The structure of Stock Scraper is intented to be fairly straightforward. If you clone this repository in order to run the scripts:
git clone https://github.com/Stock-Stalker/stock-scraper
You'll have access to two main sub folders:
data
and scripts
As the names suggest, data should be written to the data
folder, and scripts
should be run from the scripts
folder.
While you're welcome to write new data to the data
folder, there are a few existing files already which you can use to run the scripts.
djia_news.csv
contains scraped and labeled headlines for the top thirty companies on the Dow Jones Industrial Average index. This is a portion of the full dataset used to train the initial StockStalker algorithm, available in full on Kaggle. This file contains nearly 2500 data points.
dow.csv
contains ticker symbols and full company names of the top 30 Dow Jones Industrial Average index companies.
nasdaqlisted.csv
contains ticker symbols and full company names of the nearly 3,000 NASDAQ index companies.
nasdaq_news.csv
contains scraped and labeled headlines for the nearly 3,000 NASDAW index companies. This is the other (larger) portion of the full dataset available on Kaggle (also linked above). This file contains about 13,400 data points.

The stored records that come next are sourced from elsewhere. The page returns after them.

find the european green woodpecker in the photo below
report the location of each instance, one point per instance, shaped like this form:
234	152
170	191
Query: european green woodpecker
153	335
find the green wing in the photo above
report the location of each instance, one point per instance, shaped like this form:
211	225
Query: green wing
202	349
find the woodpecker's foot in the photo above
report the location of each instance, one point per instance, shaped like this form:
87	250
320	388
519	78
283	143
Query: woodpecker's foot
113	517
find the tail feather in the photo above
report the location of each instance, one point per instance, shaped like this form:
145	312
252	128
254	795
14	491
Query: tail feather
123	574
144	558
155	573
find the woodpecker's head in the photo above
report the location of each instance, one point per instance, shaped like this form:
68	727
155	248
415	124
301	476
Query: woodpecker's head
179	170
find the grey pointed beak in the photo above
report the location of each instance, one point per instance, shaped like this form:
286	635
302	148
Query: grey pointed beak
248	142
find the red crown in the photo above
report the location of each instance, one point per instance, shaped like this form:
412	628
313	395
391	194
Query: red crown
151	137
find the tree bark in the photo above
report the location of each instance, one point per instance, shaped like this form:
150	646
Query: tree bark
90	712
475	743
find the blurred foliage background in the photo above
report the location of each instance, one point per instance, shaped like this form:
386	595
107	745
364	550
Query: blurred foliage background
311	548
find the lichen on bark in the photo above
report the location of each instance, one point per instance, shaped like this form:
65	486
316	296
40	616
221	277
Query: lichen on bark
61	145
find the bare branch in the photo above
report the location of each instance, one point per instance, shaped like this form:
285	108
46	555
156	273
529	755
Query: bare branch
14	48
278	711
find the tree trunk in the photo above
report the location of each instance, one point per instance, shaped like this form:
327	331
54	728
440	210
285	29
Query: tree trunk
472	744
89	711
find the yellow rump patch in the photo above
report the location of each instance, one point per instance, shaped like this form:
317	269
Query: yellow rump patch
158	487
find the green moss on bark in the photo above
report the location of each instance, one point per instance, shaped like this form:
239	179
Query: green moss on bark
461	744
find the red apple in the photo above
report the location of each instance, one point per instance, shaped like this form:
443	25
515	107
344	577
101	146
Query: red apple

Right now, the script that we've made available to easily call is the get_data
script. All other functions are easily callable with minimal adjustments. The purpose of this service is largely for us to obtain training data, so minimal effort was put into making any of the other scraping functions flexible and callable on their own (although, it would take an extraordinarily minimal amount of work to adjust this to your need).
In order to call get_data
, first you'll want to open the scripts
folder, and take a look at the function call at the bottom of get_data.py
. Ensure that the filepath being passed into the function call is the correct file that you'd like to write. Please also check out the get_data()

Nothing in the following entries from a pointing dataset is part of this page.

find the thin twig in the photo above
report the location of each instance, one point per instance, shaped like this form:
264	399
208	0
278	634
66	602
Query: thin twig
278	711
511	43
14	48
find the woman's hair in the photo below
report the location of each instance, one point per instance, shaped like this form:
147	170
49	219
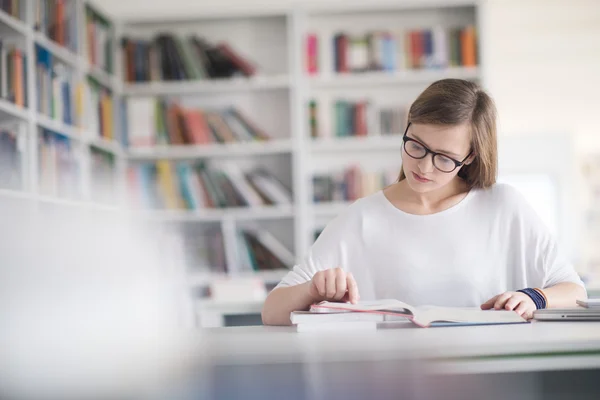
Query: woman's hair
456	101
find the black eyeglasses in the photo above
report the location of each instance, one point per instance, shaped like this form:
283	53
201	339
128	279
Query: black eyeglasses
418	150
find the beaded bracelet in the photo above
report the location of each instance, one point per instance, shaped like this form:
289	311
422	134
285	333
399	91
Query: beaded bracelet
538	299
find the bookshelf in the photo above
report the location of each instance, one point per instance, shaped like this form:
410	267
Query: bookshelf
275	98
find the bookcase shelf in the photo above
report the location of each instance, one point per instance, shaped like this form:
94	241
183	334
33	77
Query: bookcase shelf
357	143
330	209
268	276
191	152
72	132
58	51
219	214
10	111
237	84
380	78
11	25
101	76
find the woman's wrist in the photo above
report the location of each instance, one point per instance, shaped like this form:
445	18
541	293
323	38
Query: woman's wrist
537	296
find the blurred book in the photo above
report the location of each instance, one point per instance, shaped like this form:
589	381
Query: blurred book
13	74
10	160
350	184
166	185
54	83
58	166
57	19
99	35
435	47
169	57
152	121
103	176
357	118
14	8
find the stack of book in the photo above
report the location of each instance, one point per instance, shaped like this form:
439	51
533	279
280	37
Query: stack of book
14	8
99	40
58	166
188	187
357	118
55	84
173	58
57	19
385	51
10	160
350	184
259	249
366	315
161	122
13	74
102	176
98	110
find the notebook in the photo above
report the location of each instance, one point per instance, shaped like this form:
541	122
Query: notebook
425	316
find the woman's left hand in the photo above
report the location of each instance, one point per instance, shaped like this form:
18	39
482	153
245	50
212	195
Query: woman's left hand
517	301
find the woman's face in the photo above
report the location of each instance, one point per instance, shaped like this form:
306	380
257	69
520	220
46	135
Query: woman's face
452	142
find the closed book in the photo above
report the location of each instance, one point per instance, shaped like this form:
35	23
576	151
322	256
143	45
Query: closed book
352	326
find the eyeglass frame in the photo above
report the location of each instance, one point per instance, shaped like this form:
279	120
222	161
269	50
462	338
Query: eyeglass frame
433	153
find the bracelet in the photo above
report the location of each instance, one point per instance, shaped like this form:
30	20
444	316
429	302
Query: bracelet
538	299
540	291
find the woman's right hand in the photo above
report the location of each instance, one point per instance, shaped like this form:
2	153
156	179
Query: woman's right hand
334	285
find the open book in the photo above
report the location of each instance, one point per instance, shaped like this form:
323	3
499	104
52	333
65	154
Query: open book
425	316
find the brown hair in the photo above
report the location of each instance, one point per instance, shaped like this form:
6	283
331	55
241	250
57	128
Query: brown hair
456	101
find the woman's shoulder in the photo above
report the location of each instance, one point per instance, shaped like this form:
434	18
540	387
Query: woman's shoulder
503	196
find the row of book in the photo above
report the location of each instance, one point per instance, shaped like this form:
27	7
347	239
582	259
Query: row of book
384	51
86	104
102	176
165	185
10	160
57	19
13	74
255	249
99	40
58	165
156	121
169	57
350	184
357	118
14	8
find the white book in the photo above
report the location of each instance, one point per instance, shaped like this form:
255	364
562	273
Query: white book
440	47
426	316
309	317
268	240
140	116
235	175
272	189
351	326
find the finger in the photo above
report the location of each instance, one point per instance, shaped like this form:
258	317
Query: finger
490	303
340	284
512	303
319	283
330	283
521	309
501	300
352	288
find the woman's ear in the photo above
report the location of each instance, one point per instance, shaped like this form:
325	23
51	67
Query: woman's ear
470	159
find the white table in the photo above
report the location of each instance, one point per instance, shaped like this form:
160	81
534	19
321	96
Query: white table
526	360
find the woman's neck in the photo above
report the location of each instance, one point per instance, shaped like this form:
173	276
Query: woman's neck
405	198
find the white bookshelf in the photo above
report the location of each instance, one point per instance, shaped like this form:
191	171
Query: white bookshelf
276	99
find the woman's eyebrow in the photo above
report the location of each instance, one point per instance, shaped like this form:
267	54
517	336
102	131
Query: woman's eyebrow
451	153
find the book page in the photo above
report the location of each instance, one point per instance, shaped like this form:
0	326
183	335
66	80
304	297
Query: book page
382	306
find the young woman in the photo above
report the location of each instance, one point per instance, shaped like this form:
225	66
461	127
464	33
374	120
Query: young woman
445	234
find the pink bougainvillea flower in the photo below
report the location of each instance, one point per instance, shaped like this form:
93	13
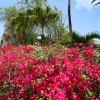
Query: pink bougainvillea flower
39	44
76	43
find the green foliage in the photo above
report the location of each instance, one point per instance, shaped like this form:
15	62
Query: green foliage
86	40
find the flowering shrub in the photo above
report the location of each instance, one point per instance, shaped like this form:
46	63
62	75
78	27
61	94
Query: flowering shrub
45	73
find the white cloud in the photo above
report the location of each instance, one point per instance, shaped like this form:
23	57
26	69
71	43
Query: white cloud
85	3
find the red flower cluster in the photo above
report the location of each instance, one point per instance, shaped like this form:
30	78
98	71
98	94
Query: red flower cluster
70	75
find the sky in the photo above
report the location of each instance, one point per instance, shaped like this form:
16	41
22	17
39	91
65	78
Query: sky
85	16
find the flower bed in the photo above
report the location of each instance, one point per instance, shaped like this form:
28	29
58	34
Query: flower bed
45	73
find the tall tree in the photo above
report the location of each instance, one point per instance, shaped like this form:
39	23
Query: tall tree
43	16
69	17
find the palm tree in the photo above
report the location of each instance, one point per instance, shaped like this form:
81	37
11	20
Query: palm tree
43	16
21	23
69	19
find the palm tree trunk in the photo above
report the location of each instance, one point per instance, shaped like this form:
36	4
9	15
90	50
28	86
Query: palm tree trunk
69	19
42	36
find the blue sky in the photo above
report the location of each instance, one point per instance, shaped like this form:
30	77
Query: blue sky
85	17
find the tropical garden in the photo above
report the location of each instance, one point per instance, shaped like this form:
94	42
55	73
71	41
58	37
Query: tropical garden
61	65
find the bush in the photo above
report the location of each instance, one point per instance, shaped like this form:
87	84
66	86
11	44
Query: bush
47	73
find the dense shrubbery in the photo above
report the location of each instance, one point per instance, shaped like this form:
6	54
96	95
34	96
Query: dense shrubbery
48	73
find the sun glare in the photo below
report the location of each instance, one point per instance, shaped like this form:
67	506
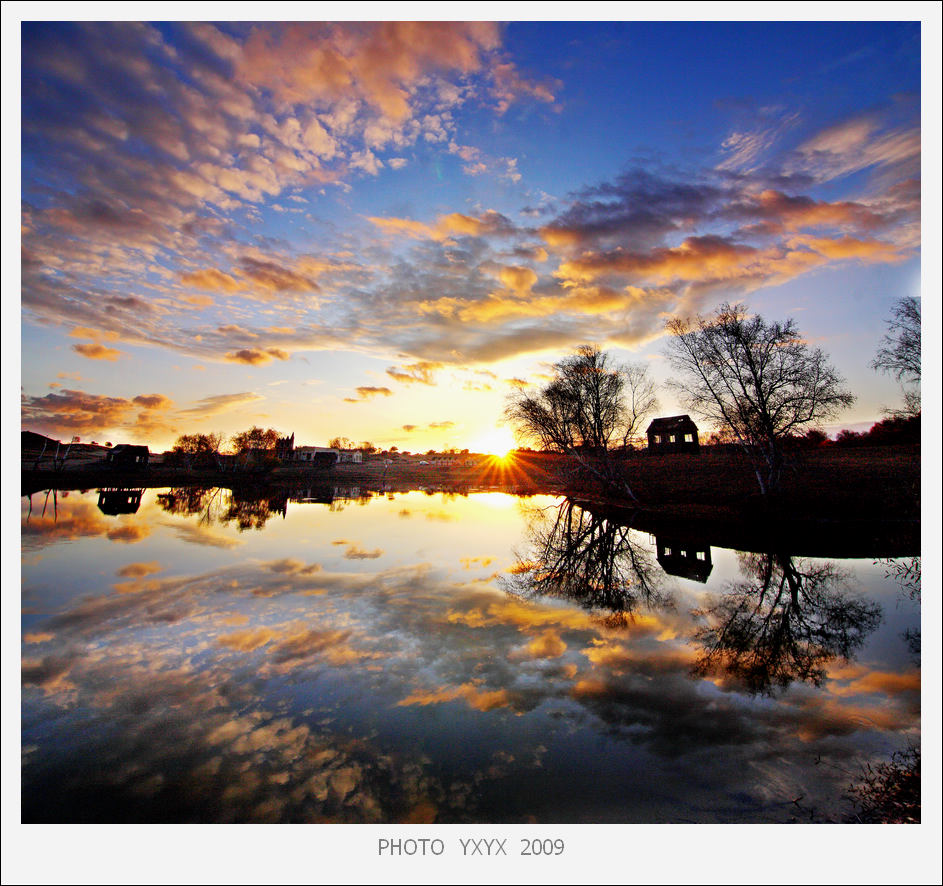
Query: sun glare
499	442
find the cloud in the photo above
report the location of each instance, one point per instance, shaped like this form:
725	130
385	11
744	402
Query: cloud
421	372
365	392
355	552
138	570
446	227
97	351
218	403
153	401
257	356
858	143
69	412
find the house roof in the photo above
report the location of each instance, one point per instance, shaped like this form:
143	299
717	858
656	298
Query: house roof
672	423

function and ensure that you're reading from the .csv file that you'd like to be reading from.
Once you ensure that all settings are to your liking, you can run the following from terminal:
If you aren't already in the StockScraper directory:
cd stock-scraper
Then,
python3 -m scripts.get_data
As this runs, anytime it enters its except
block, it will print a count of errors encountered in the format:
DataError: 19
The news_fetchers
utils that get_data()
is dependent on will also print a message when they encounter an except block. In this way, you're able to see output that allows you to anticipate your eventual output in a somewhat rudimentary way, and execution of the script will not stop because the functions encounter empty strings or bad inputs.
Once again, this could be easily manipulated into a slightly easier-to-configure CLI tool if you'd like.